PND.
Les élections « au niveau de la base », pour choisir
les responsables locaux, entrent dans leur deuxième semaine.
Un baptême de feu pour les dirigeants de l’avenir, d’après
les cadres du parti.
Enthousiasme peu contagieux
Le
Parti National Démocrate (PND, au pouvoir) a achevé la
première phase de ses élections au niveau des « unités
locales » où il serait question, selon les responsables, de
« revigorer » le parti en y infusant du nouveau sang, mais
aussi de choisir « les cadres de l’avenir » parmi les plus
jeunes membres.
Les élections, qui ont commencé le 18 août et qui s’achèvent
le 10 septembre, concernent 7 555 unités électorales
réparties sur les 26 gouvernorats du pays.
Le secrétaire général du parti, Safouat Al-Chérif, a précisé
que pour cette première semaine, le nombre des électeurs a
atteint près de 132 000 pour un peu plus de 36 000
candidats. Nouveauté : sur les 20 candidats qui seront élus
pour chaque unité locale, il faudra au moins compter deux
femmes et deux jeunes de moins de 25 ans. Les élections ont
été ajournées dans près de 85 bureaux où cette condition n’a
pas été satisfaite.

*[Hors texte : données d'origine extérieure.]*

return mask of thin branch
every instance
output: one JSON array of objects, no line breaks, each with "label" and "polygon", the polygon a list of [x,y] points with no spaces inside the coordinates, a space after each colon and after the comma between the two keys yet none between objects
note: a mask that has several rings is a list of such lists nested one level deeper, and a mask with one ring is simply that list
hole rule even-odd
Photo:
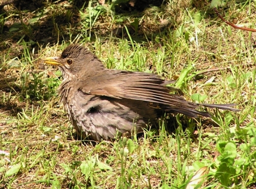
[{"label": "thin branch", "polygon": [[213,8],[213,10],[214,10],[214,12],[215,12],[215,13],[217,14],[218,16],[221,19],[222,19],[222,20],[225,23],[229,25],[229,26],[232,26],[232,27],[236,29],[239,29],[239,30],[245,30],[246,31],[250,31],[250,32],[256,32],[256,30],[255,30],[255,29],[252,29],[251,28],[243,28],[243,27],[240,27],[239,26],[236,26],[234,24],[228,22],[228,21],[227,21],[226,20],[225,20],[221,15],[221,14],[220,14],[220,13],[219,12],[219,11],[218,11],[217,9],[216,8],[216,7],[214,7]]}]

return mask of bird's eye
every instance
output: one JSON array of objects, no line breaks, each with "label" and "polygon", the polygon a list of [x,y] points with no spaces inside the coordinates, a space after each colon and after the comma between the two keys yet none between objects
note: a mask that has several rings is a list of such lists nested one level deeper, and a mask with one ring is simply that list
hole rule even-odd
[{"label": "bird's eye", "polygon": [[72,64],[72,63],[73,63],[73,61],[71,59],[67,59],[66,61],[66,63],[67,63],[68,65]]}]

Al-Chérif situe entre 40 et 50 % la
proportion des « nouvelles figures » à l’issue du processus.
Pour le président du comité des politiques au PND, Gamal
Moubarak, ces élections annoncent la fin des consensus et
des transactions dans le choix des responsables du parti et
le début de l’ère de la « transparence ». Pour l’opposition,
c’est justement le contraire : ces élections devraient
permettre à Gamal Moubarak d’évincer la vieille garde et de
raffermir du coup son pouvoir sur le parti.

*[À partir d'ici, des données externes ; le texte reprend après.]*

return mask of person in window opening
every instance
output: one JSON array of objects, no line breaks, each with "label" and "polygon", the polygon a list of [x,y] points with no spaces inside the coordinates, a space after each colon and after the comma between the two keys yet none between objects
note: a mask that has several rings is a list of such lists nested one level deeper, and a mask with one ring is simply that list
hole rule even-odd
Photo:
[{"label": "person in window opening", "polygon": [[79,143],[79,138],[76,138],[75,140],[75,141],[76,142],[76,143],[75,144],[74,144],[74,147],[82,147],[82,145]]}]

« Bien que le changement soit chose naturelle, ceux qui
disent que tel responsable remplacera tel autre ne racontent
que ce qu’ils souhaitent voir se réaliser », rétorque
Alieddine Hilal, président du comité de la communication au
PND. Pour lui, le grand intérêt que porte le parti à ces
élections s’explique par le fait que pour un parti
politique, les responsables des unités locales représentent
« le seul canal de communication avec la rue ».

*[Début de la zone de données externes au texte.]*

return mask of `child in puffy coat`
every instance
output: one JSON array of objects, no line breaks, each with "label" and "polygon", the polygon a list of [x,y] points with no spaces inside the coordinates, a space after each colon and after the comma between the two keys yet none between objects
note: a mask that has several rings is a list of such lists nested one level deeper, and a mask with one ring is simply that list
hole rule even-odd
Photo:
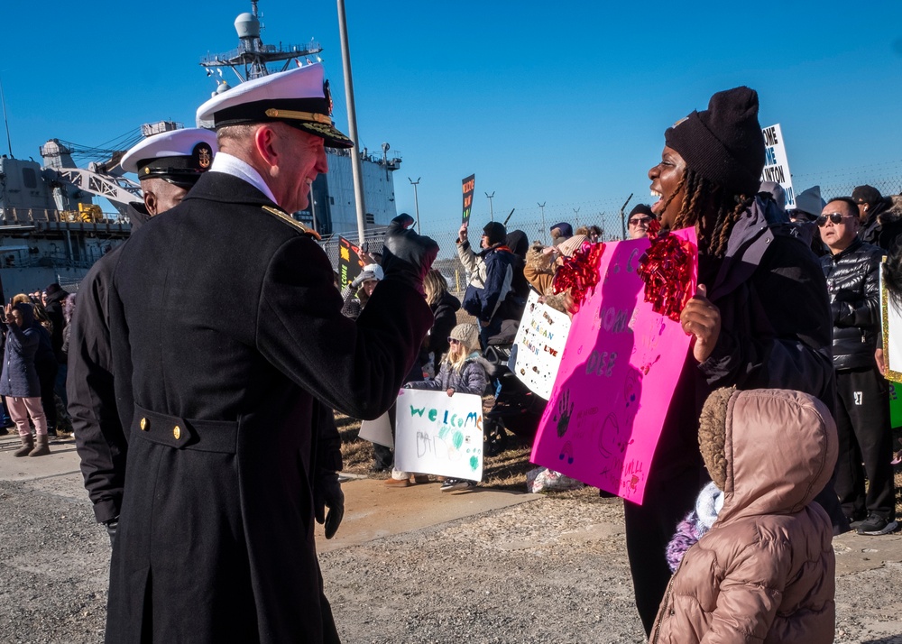
[{"label": "child in puffy coat", "polygon": [[720,389],[698,442],[723,507],[683,553],[650,641],[832,642],[833,527],[812,502],[836,462],[830,412],[800,391]]},{"label": "child in puffy coat", "polygon": [[[41,407],[41,384],[34,367],[38,350],[38,331],[33,328],[34,308],[31,304],[9,304],[0,323],[6,329],[0,394],[6,400],[9,415],[19,429],[22,446],[14,456],[42,456],[50,454],[47,439],[47,419]],[[35,437],[28,427],[28,418],[34,423]]]},{"label": "child in puffy coat", "polygon": [[[435,380],[408,382],[409,389],[428,389],[456,392],[474,393],[482,396],[488,382],[492,366],[479,351],[479,330],[474,324],[459,324],[451,329],[448,336],[448,353],[445,354]],[[469,490],[476,486],[475,481],[446,479],[442,492]]]}]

La première semaine des élections s’est caractérisée par des
incidents entre les supporters des divers candidats,
notamment en Haute-Egypte et dans le Sinaï, ainsi que par la
démission collective d’une centaine de membres à Minya (Moyenne-Egypte)
pour protester contre des candidatures « mal choisies ».
Mais quelques « aspects positifs » ont été en revanche notés
: dans le gouvernorat de Dakahliya, dans le Delta, une
candidate est en passe de réussir son pari pour devenir la
première présidente d’une « unité locale » du PND, tandis
qu’à Béni-Souef, plus au sud, la moitié des candidats élus
étaient coptes. « Même si le processus électoral n’est pas à
100 % réussi, l’expérience nous aidera à le rectifier. C’est
ce qui prouve la flexibilité et le dynamisme de notre parti
», déclare l’homme d’affaires Ahmad Ezz, cadre influent du
PND. Un enthousiasme qui dénote avec le peu d’intérêt qu’ont
suscité, au niveau populaire, ces élections justement
destinées aux couches populaires.
« Le problème du PND, c’est que c’est une direction sans
base populaire. Celle-ci est assurée par les responsables
municipaux connus pour être des profiteurs. Ce qui fait que
personne ne prend au sérieux ces élections », critique Wahid
Abdel-Méguid, du Centre d’Etudes politiques et Stratégiques
(CEPS) d’Al-Ahram. « La violence et les accusations de
fraude qui marquent ces élections montrent clairement que le
PND n’est pas un parti mais un club d’opportunistes qui
veulent profiter de la fusion entre ce parti et l’Etat pour
réaliser leurs intérêts personnels aux dépens de ceux de l’Etat
et du peuple », lance de son côté le secrétaire général du
parti du Rassemblement (gauche), Hussein Abdel-Razeq.
Or, c’est justement cette image que les élections en cours
visent à changer. Le résultat ne sera mesurable que sur le
long terme … Peut-être le temps qu’il faudra aux jeunes élus
de gravir les échelons du parti.
La saison électorale du PND culmine avec les élections, lors
de la Conférence générale du parti prévue du 3 au 5 novembre
prochain, avec l’élection du président du parti. Le
président Moubarak, qui occupe ce poste depuis son accession
au pouvoir en 1981, sera selon toute vraisemblance reconduit
à la tête du parti, sans concurrence sérieuse.